2. If I have to change a value of a certain attack unit, then I’m going to have to go through all 500,000 user entities to change every one of them. ( maybe a cron job/task queue will help)
Each entity will have a size of 5-10 kb ( btw how do I check how large is an entity once I’ve uploaded them to the production server? ).
So I’m counting on the fact that disk space at App Engine is cheap, and I need to minimize the amount of datastore API calls. And I’ll try to memcache the entity for a period of time.
In essence, everything here goes against RMDB
Would love to hear your thoughts/ideas/experiences.
First a simple answer to “how do I know how big an entity is?”: Once you’ve got some data in your app on the app engine servers, you can go to your app’s console and click the ‘Datastore statistics’ link. That will give you some basic stats on your entities, like how much space each Kind is using, what property types are using the most disk space, etc. I don’t think you can drill down to the level of one particular User however.

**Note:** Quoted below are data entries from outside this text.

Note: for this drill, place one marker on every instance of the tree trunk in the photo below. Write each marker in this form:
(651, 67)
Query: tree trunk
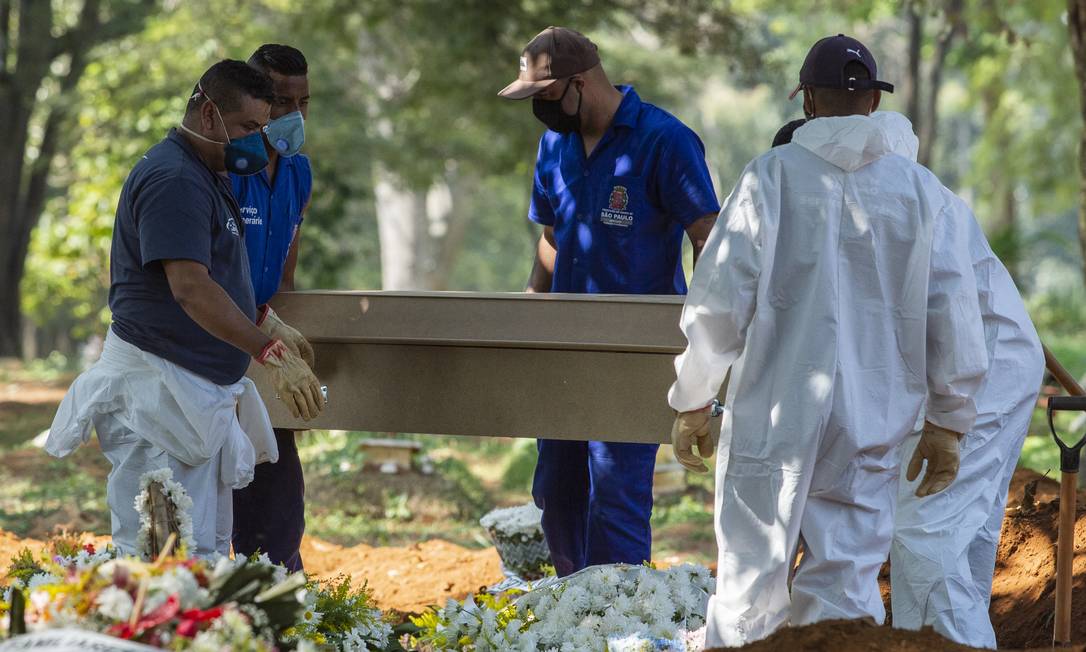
(23, 180)
(911, 87)
(929, 129)
(1076, 26)
(421, 233)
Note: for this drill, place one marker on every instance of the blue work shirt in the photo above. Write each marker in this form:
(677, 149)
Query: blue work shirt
(619, 215)
(173, 207)
(273, 213)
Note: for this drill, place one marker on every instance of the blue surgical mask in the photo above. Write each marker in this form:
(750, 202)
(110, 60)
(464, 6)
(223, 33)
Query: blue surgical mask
(287, 134)
(244, 155)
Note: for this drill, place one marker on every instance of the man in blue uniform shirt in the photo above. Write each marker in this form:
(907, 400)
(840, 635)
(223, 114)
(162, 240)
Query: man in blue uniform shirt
(169, 387)
(617, 184)
(269, 513)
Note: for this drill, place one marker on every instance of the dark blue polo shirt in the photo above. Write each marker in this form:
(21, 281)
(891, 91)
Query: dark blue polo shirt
(273, 215)
(173, 207)
(620, 214)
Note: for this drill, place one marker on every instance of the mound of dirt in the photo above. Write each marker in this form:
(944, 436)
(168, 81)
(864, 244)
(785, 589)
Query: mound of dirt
(1022, 592)
(407, 579)
(851, 636)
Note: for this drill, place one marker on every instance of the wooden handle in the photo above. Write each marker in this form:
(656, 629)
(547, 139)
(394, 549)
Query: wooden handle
(1064, 558)
(1062, 375)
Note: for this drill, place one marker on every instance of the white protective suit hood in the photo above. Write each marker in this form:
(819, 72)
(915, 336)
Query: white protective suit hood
(853, 141)
(837, 286)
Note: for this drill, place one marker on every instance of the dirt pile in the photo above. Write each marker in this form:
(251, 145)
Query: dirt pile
(406, 579)
(851, 636)
(1022, 591)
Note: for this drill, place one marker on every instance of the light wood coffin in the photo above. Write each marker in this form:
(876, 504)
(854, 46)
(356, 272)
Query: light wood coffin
(562, 366)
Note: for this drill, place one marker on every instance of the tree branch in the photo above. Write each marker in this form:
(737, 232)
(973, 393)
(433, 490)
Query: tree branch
(4, 37)
(954, 28)
(92, 29)
(916, 20)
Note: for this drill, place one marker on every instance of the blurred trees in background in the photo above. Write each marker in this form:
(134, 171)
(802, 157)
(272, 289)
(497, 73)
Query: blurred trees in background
(422, 174)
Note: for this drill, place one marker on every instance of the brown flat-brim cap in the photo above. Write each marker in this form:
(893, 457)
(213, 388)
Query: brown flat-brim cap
(555, 53)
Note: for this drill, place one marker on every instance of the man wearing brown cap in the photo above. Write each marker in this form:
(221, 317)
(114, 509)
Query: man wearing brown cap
(617, 184)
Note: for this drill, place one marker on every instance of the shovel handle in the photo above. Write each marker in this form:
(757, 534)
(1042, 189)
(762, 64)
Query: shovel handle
(1069, 453)
(1062, 375)
(1064, 559)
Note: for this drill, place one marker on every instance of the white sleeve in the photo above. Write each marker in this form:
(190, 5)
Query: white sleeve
(957, 353)
(721, 299)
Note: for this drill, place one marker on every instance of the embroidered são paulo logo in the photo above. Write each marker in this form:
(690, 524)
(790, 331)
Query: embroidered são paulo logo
(616, 213)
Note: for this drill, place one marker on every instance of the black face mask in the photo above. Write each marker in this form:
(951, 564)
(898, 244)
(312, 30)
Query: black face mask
(551, 114)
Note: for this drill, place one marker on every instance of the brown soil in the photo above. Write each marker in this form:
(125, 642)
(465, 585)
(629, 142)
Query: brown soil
(857, 636)
(413, 577)
(407, 579)
(851, 636)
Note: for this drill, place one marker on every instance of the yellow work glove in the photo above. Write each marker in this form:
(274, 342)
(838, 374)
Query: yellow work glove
(691, 427)
(294, 383)
(939, 448)
(270, 325)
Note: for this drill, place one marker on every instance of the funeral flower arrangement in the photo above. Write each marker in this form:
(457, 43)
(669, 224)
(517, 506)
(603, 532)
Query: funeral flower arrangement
(180, 603)
(607, 609)
(518, 537)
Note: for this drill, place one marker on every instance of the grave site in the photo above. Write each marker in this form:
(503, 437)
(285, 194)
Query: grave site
(409, 582)
(542, 325)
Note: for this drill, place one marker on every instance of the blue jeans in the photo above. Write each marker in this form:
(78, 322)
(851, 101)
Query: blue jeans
(269, 513)
(596, 499)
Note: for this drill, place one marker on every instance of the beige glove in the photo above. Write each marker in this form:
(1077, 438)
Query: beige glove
(293, 380)
(269, 323)
(691, 427)
(939, 448)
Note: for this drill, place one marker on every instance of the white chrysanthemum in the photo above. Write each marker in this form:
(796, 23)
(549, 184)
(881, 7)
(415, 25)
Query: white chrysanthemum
(114, 603)
(41, 579)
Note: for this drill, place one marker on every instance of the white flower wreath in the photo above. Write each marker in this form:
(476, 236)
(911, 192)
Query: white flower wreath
(182, 505)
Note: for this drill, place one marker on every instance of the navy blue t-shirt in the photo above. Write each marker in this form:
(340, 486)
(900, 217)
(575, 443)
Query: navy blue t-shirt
(272, 216)
(619, 215)
(173, 207)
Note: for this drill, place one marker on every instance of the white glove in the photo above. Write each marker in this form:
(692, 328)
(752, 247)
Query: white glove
(293, 380)
(939, 448)
(270, 325)
(691, 427)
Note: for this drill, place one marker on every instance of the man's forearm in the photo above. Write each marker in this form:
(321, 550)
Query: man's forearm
(210, 306)
(546, 252)
(698, 234)
(540, 279)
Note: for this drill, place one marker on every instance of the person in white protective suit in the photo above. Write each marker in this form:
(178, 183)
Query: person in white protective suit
(169, 390)
(837, 283)
(944, 552)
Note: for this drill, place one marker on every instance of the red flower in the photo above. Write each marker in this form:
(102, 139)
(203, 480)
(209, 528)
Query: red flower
(192, 618)
(150, 621)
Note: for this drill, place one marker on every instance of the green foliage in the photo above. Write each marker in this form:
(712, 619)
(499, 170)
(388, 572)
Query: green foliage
(431, 625)
(520, 466)
(338, 609)
(408, 87)
(23, 566)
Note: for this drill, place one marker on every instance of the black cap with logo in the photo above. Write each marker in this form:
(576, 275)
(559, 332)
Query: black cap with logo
(824, 66)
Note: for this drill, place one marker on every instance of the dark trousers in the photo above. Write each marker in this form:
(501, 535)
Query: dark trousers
(269, 513)
(597, 500)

Now here are some thoughts on your design. It is worth it to create a separate table for your Units. Even if you end up with a few hundred units, it will be easy to keep them all in memcache, so looking up the details of each unit will be negligible. It will cost you a few extra API calls to initially populate memcache with a unit’s info the first time it is used, but after that you will be saving a good amount of CPU cycles by not having to fetch the details of each unit from the database,and saving huge amounts of API calls when you need to update a unit (which you have already realized will be very expensive) In addition, each User object will use less disk space if it only needs a reference to a Unit entity rather than holding all the details itself. (Of course this depends on the amount of info you need to store about each unit, but you did mention that eventually you will be storing lots of stats for each unit)
If you do have a separate table for Units, it will also allow you to keep your User object more flexible. Instead of needing a specific field for each unit, you could just have a list of refernces to units. That way, if you add a unit type, you would not have to modify your User kind.